POSTED 1 DECEMBER 2005
Influenza vaccine: Could good enough be better than perfect?
The bird flu has killed millions of birds and more than 60 people in Asia. So far, the virus does not seem to infect one person directly from another. But if the virus does start spreading that way, a worldwide epidemic is likely. According to the World Health Organization, "Experts agree that another influenza pandemic is inevitable and possibly imminent."
In a typical year, the WHO estimates that flu infects 10 to 20 percent of the world population, and 250,000 to 500,000 die. But the current avian influenza virus, called H5N1, has killed half of the people known to have caught it.
So a global outbreak could be a rerun of the 1918 "Spanish flu," which killed 40 to 50 million.
Three strategies have been discussed to fight an avian influenza once it starts to spread between people: Drugs, quarantine, and vaccines.
Each strategy has major pitfalls.
Drugs like Tamiflu reduce symptoms and infectivity, but stockpiles are pitifully low, and the drugs must be taken within 48 hours after symptoms appear, preferably much sooner.
Isolating the sick is a time-tested infection control, but according to Graeme Laver, a flu expert at the Australian National University, quarantine won't work because people without symptoms can spread influenza. "It's absolutely impossible. So many people will be infected and shedding virus, but they won't know it, they will have no fever but they will spread the virus like crazy." Even the island nation of Australia can expect to be infected through airports, he cautions. Immigration officers aren't doctors, he suggests, and even doctors can't spot symptoms before they exist.
Vaccines are harmless virus particles that alert the immune system to create antibodies before infection. Development of the annual flu vaccine starts in early spring, when virologists guesstimate which virus strains will appear next flu season, and then manufacturers race to inactivate the virus and grow it in millions of chicken eggs. The best flu vaccines are based on the exact structure of the threatening virus, and they are fairly effective -- but not perfect -- against common flu.

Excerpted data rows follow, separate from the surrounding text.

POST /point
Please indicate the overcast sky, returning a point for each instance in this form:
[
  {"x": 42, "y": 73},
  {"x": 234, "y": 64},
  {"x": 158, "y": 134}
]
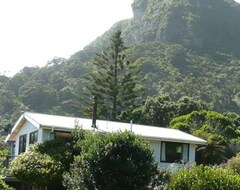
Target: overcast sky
[{"x": 32, "y": 32}]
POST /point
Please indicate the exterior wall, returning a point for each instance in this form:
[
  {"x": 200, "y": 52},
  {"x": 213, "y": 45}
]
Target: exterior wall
[
  {"x": 25, "y": 130},
  {"x": 46, "y": 135},
  {"x": 156, "y": 145},
  {"x": 192, "y": 150}
]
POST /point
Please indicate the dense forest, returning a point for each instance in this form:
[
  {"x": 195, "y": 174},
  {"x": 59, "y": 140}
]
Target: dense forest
[{"x": 188, "y": 56}]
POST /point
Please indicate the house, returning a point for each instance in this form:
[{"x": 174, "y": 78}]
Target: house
[{"x": 170, "y": 145}]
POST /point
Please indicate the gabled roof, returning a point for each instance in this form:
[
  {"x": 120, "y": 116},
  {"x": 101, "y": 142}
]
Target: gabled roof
[{"x": 68, "y": 123}]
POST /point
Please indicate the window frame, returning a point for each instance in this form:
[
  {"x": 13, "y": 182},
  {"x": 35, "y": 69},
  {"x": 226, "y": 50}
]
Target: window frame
[
  {"x": 33, "y": 137},
  {"x": 22, "y": 143},
  {"x": 185, "y": 152}
]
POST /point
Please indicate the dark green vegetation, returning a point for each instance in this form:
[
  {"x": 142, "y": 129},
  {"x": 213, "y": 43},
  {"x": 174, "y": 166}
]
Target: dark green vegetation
[
  {"x": 101, "y": 161},
  {"x": 188, "y": 55},
  {"x": 204, "y": 178},
  {"x": 189, "y": 48},
  {"x": 115, "y": 161},
  {"x": 115, "y": 81}
]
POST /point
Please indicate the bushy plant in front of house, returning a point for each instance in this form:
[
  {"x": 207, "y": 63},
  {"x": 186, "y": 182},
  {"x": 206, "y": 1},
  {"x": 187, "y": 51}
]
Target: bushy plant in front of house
[
  {"x": 204, "y": 178},
  {"x": 113, "y": 161},
  {"x": 234, "y": 164},
  {"x": 36, "y": 169}
]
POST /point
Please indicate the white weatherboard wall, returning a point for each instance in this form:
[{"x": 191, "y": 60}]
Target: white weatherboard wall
[
  {"x": 25, "y": 130},
  {"x": 192, "y": 149},
  {"x": 156, "y": 145}
]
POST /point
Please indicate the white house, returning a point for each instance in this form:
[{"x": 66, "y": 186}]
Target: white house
[{"x": 170, "y": 145}]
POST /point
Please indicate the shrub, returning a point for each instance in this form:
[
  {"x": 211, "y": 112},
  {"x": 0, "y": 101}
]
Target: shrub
[
  {"x": 36, "y": 169},
  {"x": 234, "y": 164},
  {"x": 204, "y": 178},
  {"x": 4, "y": 186},
  {"x": 113, "y": 161}
]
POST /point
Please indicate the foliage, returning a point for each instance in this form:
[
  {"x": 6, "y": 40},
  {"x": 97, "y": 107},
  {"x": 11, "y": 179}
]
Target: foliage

But influenza is so contagious, and H5N1 so deadly, that millions of people could die waiting months for a well-matched vaccine.
And that brings us to our subject: poorly matched vaccine, defined as any vaccine that can be made from existing strains of virus, before the virus changes and starts to move from person to person. This discussion acknowledges a tradeoff: A vaccine produced before an epidemic is unlikely to work as well as a well-matched vaccine produced after the epidemic starts. But a stockpile of poorly matched vaccine could slow the epidemic and save lives while a better vaccine is produced.
Conventional wisdom has little time for poorly matched vaccines for influenza. The World Health Organization, for example, dismisses them entirely, stating in its fact sheet that "at least four months would be needed to produce a new vaccine, in significant quantities, capable of conferring protection against a new virus subtype."
Still, in 2005, researchers reported three separate animal tests showing that three different vaccines, based on different strains of existing virus, could protect mice against deadly H5N1 influenza -- bird flu. Details will follow, but briefly:
Suzanne Epstein of the U.S. Food and Drug Administration used a DNA vaccine and a viral booster.
Iain Stephenson of University Hospital, Leicester (U.K.) added an immune booster (an adjuvant) to a triple dose of vaccine.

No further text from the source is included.